Side note: Bolouvard, bolourvard, bolovard - these are the first attempts at spelling boulevard... don’t make fun of me, I seriously cannot remember the last time I spelled boulevard - do you?
I do have the most exciting news to share with you. My dear friend Sarah and her daughter, Ellie (who is Ani’s dear friend), are on their very long plane ride right now to come and visit us. I am absolutely over the moon. When I told Ani that they were coming she started laughing and crying at the same time. I am not quite sure how to put it, but I will try my best. I am feeling like I need some grounding. I need someone from home to give me some perspective on my life here. Someone to tell me, “No, Tarrah you are not crazy to think that, or to say, I can totally see how that would be gross to you.” I am not sure what she is to say, but this friend of mine is a girl who was a “daily” friend of mine in Minnesota. We did life together. And so, it feels awkward for me to have her not know what my life is like here - so now, she will...
Ani and Ellie about 6 years ago.
I felt like a proud, but very grossed-out parent on Wednesday morning. I went in the laundry room to throw in a load of wash and, to my surprise, Pirate had dragged in his first rat. He had dragged in a mouse before, but this was his first rat. The big daddy. He demonstrated the reason why I’m okay itching my eyes now and again and blowing incredible amounts of snot out my... oh, that’s probably enough information. We threw a party, had balloons and cake, invited the neighbors. You could not find prouder cat parents in the greater Ooty area.
A job well done Pirate
I had my first parenting class this week with Sita* and Sajni* (the two rescued girls who are moms in our Ooty aftercare program). I was really encouraged. I started out by asking what their three favorite parts of being a mom were and what the hardest parts were. I was struck that some of the favorites were similar to what any of my friends in the States would say - just stated more simply. And the hardest parts were things that my friends and I will never encounter.

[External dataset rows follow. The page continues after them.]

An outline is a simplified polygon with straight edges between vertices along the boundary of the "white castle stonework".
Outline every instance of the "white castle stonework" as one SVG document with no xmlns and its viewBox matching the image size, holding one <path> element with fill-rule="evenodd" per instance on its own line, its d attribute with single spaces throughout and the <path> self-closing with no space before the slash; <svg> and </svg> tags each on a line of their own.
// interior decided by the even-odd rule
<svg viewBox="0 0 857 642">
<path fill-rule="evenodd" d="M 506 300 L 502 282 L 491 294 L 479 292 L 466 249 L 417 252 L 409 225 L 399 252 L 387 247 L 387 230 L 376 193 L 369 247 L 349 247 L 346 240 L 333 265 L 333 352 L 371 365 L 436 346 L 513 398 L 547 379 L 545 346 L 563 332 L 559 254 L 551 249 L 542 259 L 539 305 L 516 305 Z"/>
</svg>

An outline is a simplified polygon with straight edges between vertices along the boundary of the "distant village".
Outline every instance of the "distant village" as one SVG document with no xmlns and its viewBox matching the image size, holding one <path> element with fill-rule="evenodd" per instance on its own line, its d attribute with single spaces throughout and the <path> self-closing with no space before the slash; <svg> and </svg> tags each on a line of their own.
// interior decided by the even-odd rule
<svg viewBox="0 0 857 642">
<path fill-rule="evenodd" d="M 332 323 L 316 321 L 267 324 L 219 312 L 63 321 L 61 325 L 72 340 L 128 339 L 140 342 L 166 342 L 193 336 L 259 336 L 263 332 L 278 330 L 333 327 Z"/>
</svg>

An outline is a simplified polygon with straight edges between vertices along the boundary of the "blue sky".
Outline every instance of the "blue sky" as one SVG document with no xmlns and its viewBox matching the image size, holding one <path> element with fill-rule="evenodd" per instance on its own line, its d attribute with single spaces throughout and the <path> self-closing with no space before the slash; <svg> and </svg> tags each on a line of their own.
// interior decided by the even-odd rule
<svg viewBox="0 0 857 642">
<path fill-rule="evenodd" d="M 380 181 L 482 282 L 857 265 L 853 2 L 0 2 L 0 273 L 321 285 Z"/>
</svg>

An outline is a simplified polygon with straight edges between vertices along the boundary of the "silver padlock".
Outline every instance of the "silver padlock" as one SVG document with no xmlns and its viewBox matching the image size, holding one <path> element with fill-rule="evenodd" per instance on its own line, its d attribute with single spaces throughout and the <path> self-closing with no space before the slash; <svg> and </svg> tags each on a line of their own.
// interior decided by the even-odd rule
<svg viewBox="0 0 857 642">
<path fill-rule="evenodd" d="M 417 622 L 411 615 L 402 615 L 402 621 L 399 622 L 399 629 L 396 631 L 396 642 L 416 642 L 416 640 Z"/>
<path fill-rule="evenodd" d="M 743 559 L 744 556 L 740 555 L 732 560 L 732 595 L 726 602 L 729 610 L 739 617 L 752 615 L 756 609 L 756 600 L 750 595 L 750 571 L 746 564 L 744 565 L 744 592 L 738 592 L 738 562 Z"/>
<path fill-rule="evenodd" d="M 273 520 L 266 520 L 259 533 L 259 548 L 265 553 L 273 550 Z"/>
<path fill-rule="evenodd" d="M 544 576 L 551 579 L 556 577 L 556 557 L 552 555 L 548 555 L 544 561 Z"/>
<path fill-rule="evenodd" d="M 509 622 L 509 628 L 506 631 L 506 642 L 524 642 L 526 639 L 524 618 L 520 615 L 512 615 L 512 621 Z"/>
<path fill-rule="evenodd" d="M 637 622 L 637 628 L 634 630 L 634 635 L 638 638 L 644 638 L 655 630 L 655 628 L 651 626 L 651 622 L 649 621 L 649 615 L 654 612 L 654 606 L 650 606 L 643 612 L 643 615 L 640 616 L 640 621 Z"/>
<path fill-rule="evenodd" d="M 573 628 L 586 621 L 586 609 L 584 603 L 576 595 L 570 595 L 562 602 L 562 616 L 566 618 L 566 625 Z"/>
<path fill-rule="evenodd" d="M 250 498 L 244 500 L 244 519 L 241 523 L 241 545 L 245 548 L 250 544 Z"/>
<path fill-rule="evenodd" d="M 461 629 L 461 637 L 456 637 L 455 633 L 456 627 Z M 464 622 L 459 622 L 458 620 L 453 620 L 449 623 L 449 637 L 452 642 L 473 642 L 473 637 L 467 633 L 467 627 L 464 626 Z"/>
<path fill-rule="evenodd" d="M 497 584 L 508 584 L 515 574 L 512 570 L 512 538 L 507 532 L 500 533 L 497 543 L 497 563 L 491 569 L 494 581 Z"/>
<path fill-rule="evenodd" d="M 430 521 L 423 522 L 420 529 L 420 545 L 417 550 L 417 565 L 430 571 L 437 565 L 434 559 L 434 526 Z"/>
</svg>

It was really good to hear them talk about it - and with such emotion. Our primary topic this week was nutrition. I was amazed at how I take things as simple as the food pyramid for granted. I need to figure out how to boil things down to the most basic concepts and then try to communicate them. I mean Sita has such little education that when I asked her to write the word “fruit” in her first language, she didn't know how. The social worker was telling her how to spell it and she didn't even know how to write some of the letters. I am struck by how little framework they have in the physical aspect of learning. God created us with wonder and a desire to learn, but at the same time learning is also taught at such an early age at home and at school that I didn't realize how much the "learning" muscle needs to be worked, stretched and grown to be able to even be taught as an adult... does any of that makes sense? I am very much in process about this and there are many people out there who have more experience about this. But this is my observation as I have worked with these girls over the past few months.
Well friends, I do hope this email greets you all well. I need to give a shout out for the first snowfall in MN last night. Whew!